Extinct genus of dinosaurs

Jinbeisaurus (meaning "northern Shanxi Province lizard" after Shanxi Province in China) is an extinct genus of tyrannosauroid dinosaurs from the Upper Cretaceous Huiquanpu Formation of Shanxi Province in China. The type and only species is Jinbeisaurus wangi. It is the first non-avian theropod named from Shanxi.

== Description ==
It is known from holotype specimen SMG V0003, including both maxillae, a partial right dentary, two cervical centra, five dorsal centra, and a partial right pubis.

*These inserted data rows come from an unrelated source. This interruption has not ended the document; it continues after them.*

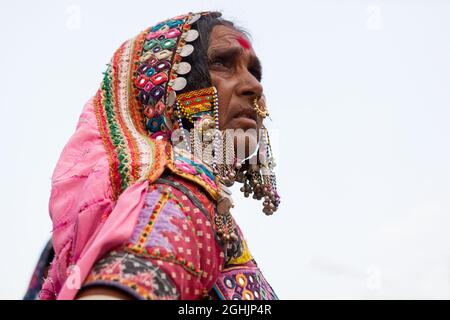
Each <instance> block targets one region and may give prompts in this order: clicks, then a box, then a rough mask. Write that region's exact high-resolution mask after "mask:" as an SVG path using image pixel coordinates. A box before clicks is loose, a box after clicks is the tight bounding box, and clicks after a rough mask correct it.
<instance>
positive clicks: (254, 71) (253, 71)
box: [248, 68, 262, 82]
mask: <svg viewBox="0 0 450 320" xmlns="http://www.w3.org/2000/svg"><path fill="white" fill-rule="evenodd" d="M248 71H250V73H251V74H252V75H253V76H254V77H255V78H256V79H257V80H258V81H260V82H261V78H262V73H261V71H260V70H259V69H257V68H249V69H248Z"/></svg>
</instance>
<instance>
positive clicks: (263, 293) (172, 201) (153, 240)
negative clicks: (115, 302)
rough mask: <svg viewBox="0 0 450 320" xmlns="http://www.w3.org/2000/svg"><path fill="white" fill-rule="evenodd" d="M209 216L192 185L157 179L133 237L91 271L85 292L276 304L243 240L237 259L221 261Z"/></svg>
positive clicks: (273, 293) (217, 247)
mask: <svg viewBox="0 0 450 320" xmlns="http://www.w3.org/2000/svg"><path fill="white" fill-rule="evenodd" d="M214 210H215V206H214V204H213V203H212V202H211V200H210V199H209V198H208V197H206V196H205V195H204V193H203V192H199V191H198V190H196V186H195V185H193V184H191V183H188V182H186V181H183V180H181V179H178V178H174V177H173V176H167V177H164V178H161V179H158V180H157V181H156V183H155V184H153V185H152V186H150V187H149V190H148V193H147V195H146V200H145V204H144V207H143V209H142V211H141V213H140V215H139V218H138V222H137V224H136V227H135V230H134V232H133V235H132V237H131V238H130V239H129V241H128V242H127V243H126V244H124V245H122V246H120V247H118V248H116V249H115V250H113V251H111V252H109V253H108V254H107V255H106V256H105V257H103V258H102V259H101V260H100V261H99V262H98V263H97V264H96V265H95V267H94V268H93V269H92V271H91V273H90V274H89V276H88V278H87V280H86V282H85V284H84V288H87V287H92V286H98V285H101V286H109V287H115V288H118V289H120V290H123V291H125V292H128V293H129V294H130V295H132V296H133V297H134V298H137V299H205V298H208V299H227V300H228V299H245V300H260V299H276V295H275V293H274V292H273V290H272V288H271V287H270V286H269V285H268V283H267V282H266V280H265V279H264V277H263V276H262V274H261V273H260V271H259V269H258V267H257V265H256V263H255V261H254V260H253V259H252V257H251V255H250V253H249V252H248V249H247V245H246V244H245V240H243V238H242V236H241V239H242V240H241V245H242V250H240V252H239V255H238V256H237V257H229V258H226V257H225V253H224V251H223V250H222V248H221V244H220V240H219V239H218V237H217V235H216V234H215V232H214V230H213V229H212V224H211V217H212V215H213V214H214ZM211 288H212V289H211Z"/></svg>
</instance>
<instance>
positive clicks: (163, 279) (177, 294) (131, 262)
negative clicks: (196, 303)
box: [82, 249, 180, 300]
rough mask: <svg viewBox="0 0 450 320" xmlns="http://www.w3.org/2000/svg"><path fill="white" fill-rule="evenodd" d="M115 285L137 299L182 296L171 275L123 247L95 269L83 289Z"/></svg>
mask: <svg viewBox="0 0 450 320" xmlns="http://www.w3.org/2000/svg"><path fill="white" fill-rule="evenodd" d="M99 285H100V286H105V285H106V286H112V287H116V288H117V289H119V290H122V291H125V292H127V293H128V294H130V295H131V296H133V297H134V298H137V299H148V300H155V299H160V300H168V299H170V300H172V299H179V297H180V295H179V293H178V291H177V288H176V286H175V284H174V283H173V281H172V280H171V279H170V277H168V276H167V274H166V273H165V272H164V271H162V270H161V268H159V267H158V266H157V265H155V264H154V263H153V262H152V261H150V260H148V259H144V258H142V257H140V256H137V255H134V254H132V253H128V252H125V251H123V250H120V249H119V250H117V251H111V252H110V253H108V254H107V255H106V256H105V257H104V258H103V259H101V260H100V261H99V262H97V264H96V265H95V267H94V268H93V269H92V271H91V273H90V275H89V276H88V278H87V279H86V281H85V283H84V285H83V288H82V289H86V288H89V287H93V286H99Z"/></svg>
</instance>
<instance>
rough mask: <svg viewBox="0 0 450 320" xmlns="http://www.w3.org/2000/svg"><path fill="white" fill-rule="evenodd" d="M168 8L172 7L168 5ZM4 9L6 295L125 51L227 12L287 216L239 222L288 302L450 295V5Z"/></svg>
mask: <svg viewBox="0 0 450 320" xmlns="http://www.w3.org/2000/svg"><path fill="white" fill-rule="evenodd" d="M167 2H169V1H167ZM162 3H163V2H162V1H149V0H148V1H131V0H127V1H81V0H78V1H77V0H75V1H62V0H58V1H56V0H55V1H49V0H45V1H31V0H30V1H1V2H0V35H1V51H0V57H1V60H0V63H1V64H0V73H1V75H0V93H1V94H0V119H1V126H0V137H1V139H2V143H1V146H2V148H1V149H2V151H1V155H2V156H1V159H0V164H1V168H2V170H1V176H0V179H1V180H0V181H1V182H2V183H1V185H0V197H1V198H0V199H1V201H0V214H1V222H0V241H1V243H2V247H3V254H2V255H1V258H0V262H1V263H0V274H1V278H2V281H1V284H0V299H20V298H21V297H22V296H23V294H24V292H25V289H26V286H27V283H28V280H29V277H30V276H31V272H32V270H33V268H34V265H35V263H36V260H37V258H38V256H39V253H40V251H41V249H42V247H43V246H44V244H45V242H46V240H47V239H48V238H49V237H50V230H51V223H50V219H49V217H48V199H49V193H50V177H51V174H52V171H53V168H54V166H55V164H56V161H57V159H58V157H59V154H60V152H61V151H62V148H63V146H64V145H65V143H66V142H67V141H68V139H69V137H70V136H71V134H72V133H73V132H74V130H75V125H76V123H77V120H78V116H79V114H80V112H81V109H82V107H83V105H84V103H85V102H86V101H87V100H88V99H89V98H90V97H91V96H92V95H94V94H95V92H96V90H97V88H98V86H99V84H100V81H101V77H102V74H101V73H102V72H103V71H104V70H105V64H106V63H108V61H109V59H110V57H111V55H112V54H113V52H114V50H115V49H116V48H117V47H118V46H119V45H120V44H121V43H122V42H123V41H124V40H126V39H128V38H130V37H132V36H134V35H135V34H137V33H138V32H139V31H141V30H143V29H144V28H146V27H147V26H149V25H153V24H155V23H156V22H158V21H160V20H163V19H165V18H170V17H172V16H175V15H178V14H181V13H185V12H188V11H200V10H210V9H219V10H221V11H223V13H224V16H225V17H226V18H230V19H232V20H234V21H235V22H236V23H238V24H239V25H241V26H243V27H245V28H247V29H248V30H249V31H250V32H251V33H252V35H253V39H254V47H255V50H256V52H257V54H258V55H259V57H260V59H261V60H262V63H263V67H264V75H263V85H264V87H265V92H266V96H267V100H268V104H269V107H270V112H271V114H272V118H273V123H272V124H271V125H270V127H271V128H272V129H273V130H274V133H273V140H275V142H276V151H277V157H278V168H277V169H278V184H279V189H280V192H281V195H282V204H281V208H280V210H279V212H277V214H276V215H274V216H272V217H265V216H264V215H263V214H262V213H261V212H260V208H261V205H260V203H256V202H254V201H253V200H242V199H241V198H242V197H241V195H240V193H239V192H238V190H237V189H236V195H237V197H236V202H237V203H238V205H237V207H236V210H235V212H234V214H235V216H236V218H237V220H238V222H239V223H240V226H241V228H242V229H243V231H244V234H245V236H246V238H247V240H248V243H249V247H250V250H251V251H252V253H253V255H254V257H255V258H256V260H257V261H258V263H259V265H260V267H261V269H262V271H263V273H264V274H265V276H266V278H267V279H268V280H269V282H270V283H271V284H272V286H273V288H274V289H275V291H276V292H277V293H278V295H279V297H280V298H281V299H312V298H324V299H337V298H342V299H349V298H357V299H369V298H375V299H378V298H387V299H391V298H401V299H406V298H413V299H419V298H425V299H429V298H444V299H449V298H450V233H449V230H450V197H449V195H450V165H449V164H450V149H449V143H448V142H449V139H450V126H449V120H450V91H449V89H450V1H437V0H434V1H430V0H429V1H425V0H423V1H395V0H394V1H375V0H374V1H323V0H321V1H318V0H314V1H312V0H311V1H281V0H278V1H259V0H254V1H243V0H239V1H235V0H227V1H171V2H170V3H171V5H170V6H168V7H164V6H163V5H162Z"/></svg>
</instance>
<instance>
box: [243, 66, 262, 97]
mask: <svg viewBox="0 0 450 320" xmlns="http://www.w3.org/2000/svg"><path fill="white" fill-rule="evenodd" d="M239 79H240V81H239V85H238V86H237V94H238V95H239V96H241V97H247V98H248V99H249V100H250V101H253V99H254V98H258V99H259V98H260V97H261V96H262V93H263V87H262V85H261V83H260V82H259V81H258V79H256V77H255V76H254V75H253V74H252V73H250V71H248V70H247V69H245V70H242V71H241V72H240V73H239Z"/></svg>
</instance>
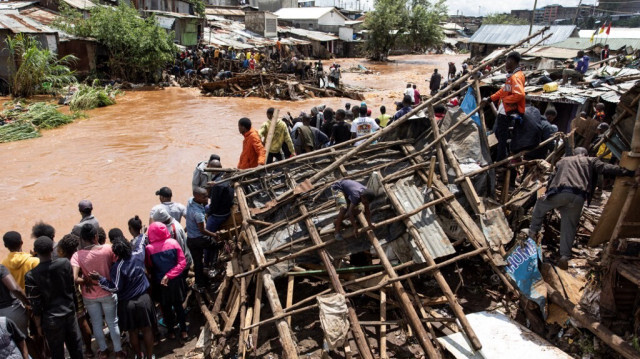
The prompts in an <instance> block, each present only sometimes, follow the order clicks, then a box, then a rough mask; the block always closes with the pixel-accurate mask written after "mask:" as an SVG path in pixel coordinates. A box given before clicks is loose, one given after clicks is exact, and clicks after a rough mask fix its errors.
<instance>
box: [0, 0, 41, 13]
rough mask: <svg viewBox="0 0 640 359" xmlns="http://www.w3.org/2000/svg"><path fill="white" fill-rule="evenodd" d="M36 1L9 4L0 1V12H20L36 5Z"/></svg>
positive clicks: (11, 2)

It can be distinguished from other tyrannosaurs by several features of the maxilla, teeth, and pubis.

==Classification==
In their 2020 description of Jinbeisaurus, Wu et al. identified the holotype as likely belonging to an adult individual. Their phylogenetic analysis supported a position more derived than related tyrannosauroids such as Xiongguanlong and Suskityrannus but more basal than the Tyrannosauridae. In their 2025 description of the early-diverging tyrannosauroid Khankhuuluu, Voris and colleagues reinterpreted the Jinbeisaurus holotype as belonging to a juvenile or immature individual. Their analyses suggested it is an immature form of a late-diverging tyrannosaurine. In their 2025 paper regarding the validity of Nanotyrannus, Zanno and Napoli consistently recovered Jinbeisaurus along with Bistahieversor as basal albertosaurines.